# wheel horse and blower



## italiano62 (Dec 7, 2011)

Hy guys got a chance a great shape wheelhorse with blower
can anyone tell me this model guy is clueless and can't find 
numbers and engine size (UHG)

Thanks pete


----------



## sscotsman (Dec 8, 2010)

Based on the hood style, its definitely a model made 1965 to 1969.
I took a look through some photos, and it could be a 1967 model 867:

1967 867 - RedSquare Wheel Horse Forum

although the guy who posted those photos said its an 8-speed, when the decal on the side clearly says 6-speed.,
so thats odd. but its something very close to that.
(and its likely that is actually your model, although I dont know enough about models of that era to confirm it 100%)

Looks like its in great shape! 
are you sure the snowthrower matches the tractor? it probably does, but you never know..
people could be selling things separately that dont necessarily go together..

Im a new Wheel Horse convert!
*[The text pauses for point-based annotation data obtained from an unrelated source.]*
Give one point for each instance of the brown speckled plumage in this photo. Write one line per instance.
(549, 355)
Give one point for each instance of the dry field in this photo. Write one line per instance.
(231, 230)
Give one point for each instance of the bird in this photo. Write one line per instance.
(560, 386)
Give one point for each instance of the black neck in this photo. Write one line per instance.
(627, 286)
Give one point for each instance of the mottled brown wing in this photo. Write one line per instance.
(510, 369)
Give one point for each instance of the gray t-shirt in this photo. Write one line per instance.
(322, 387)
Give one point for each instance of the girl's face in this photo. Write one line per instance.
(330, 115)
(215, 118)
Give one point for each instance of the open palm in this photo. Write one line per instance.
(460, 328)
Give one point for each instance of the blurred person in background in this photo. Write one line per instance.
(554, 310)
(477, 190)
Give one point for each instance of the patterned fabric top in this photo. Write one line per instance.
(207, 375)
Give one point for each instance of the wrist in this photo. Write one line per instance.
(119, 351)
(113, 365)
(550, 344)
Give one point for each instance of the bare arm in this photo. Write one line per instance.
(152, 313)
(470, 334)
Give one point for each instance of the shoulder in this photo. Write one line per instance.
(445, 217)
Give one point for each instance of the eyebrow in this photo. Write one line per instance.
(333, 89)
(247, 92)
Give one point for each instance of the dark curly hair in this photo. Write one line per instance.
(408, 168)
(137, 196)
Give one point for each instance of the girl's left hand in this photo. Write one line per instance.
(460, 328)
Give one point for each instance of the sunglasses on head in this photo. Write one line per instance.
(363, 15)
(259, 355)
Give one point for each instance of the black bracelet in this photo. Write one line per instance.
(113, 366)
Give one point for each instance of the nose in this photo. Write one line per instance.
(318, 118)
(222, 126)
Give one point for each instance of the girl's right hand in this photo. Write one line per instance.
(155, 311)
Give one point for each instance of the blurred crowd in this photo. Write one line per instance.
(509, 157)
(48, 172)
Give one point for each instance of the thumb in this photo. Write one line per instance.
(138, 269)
Just bought a "round hood" this spring, a 1964 model 854:
Scot's Wheel Horse Page










I plan to restore it!
when its done, assuming I can do a good job, im hoping it will look like this:
http://rbwheelhorsestables.yolasite.com/resources/1964 854.JPG
although it will my first time doing a restoration, so it might not look quite that good! 

there should be a "data plate" on the lower dash panel above the shifter..take a look there and see if you can find any model or serial numbers..

best wheel horse forum, for lots of info: RedSquare Wheel Horse Forum

Scot


----------



## sscotsman (Dec 8, 2010)

If it is a 1967 model 867, it would be a 8HP Kohler engine.

Scot


----------



## italiano62 (Dec 7, 2011)

I thought it was a 867 ,due to the engine placement and hood too scottman 

Thanks a ton bud for the forum info too bye the way 

As for the snow blower ,yeah he said was used many times with this old girl

Now i have the 724 toro and her now if guy will get back to me 

Keep your fingers crossed lol

Yours Pete


----------



## italiano62 (Dec 7, 2011)

*854*

Wow that thing is a beast scottman lol

I'm going to repower mine with a diesel engine i have a old perkins 3 cylinder that
is in perfect shape pulled off a old boulens 

I actually have two of them ,if anyones interested in a diesel conversion ??

I can't wait to see this old girl refurbished , kepp us posted Scott

Yours P


----------



## twofishy4u (Dec 6, 2011)

that would be cool to restore, love that idea! But then I wouldn't want to actually use it.


----------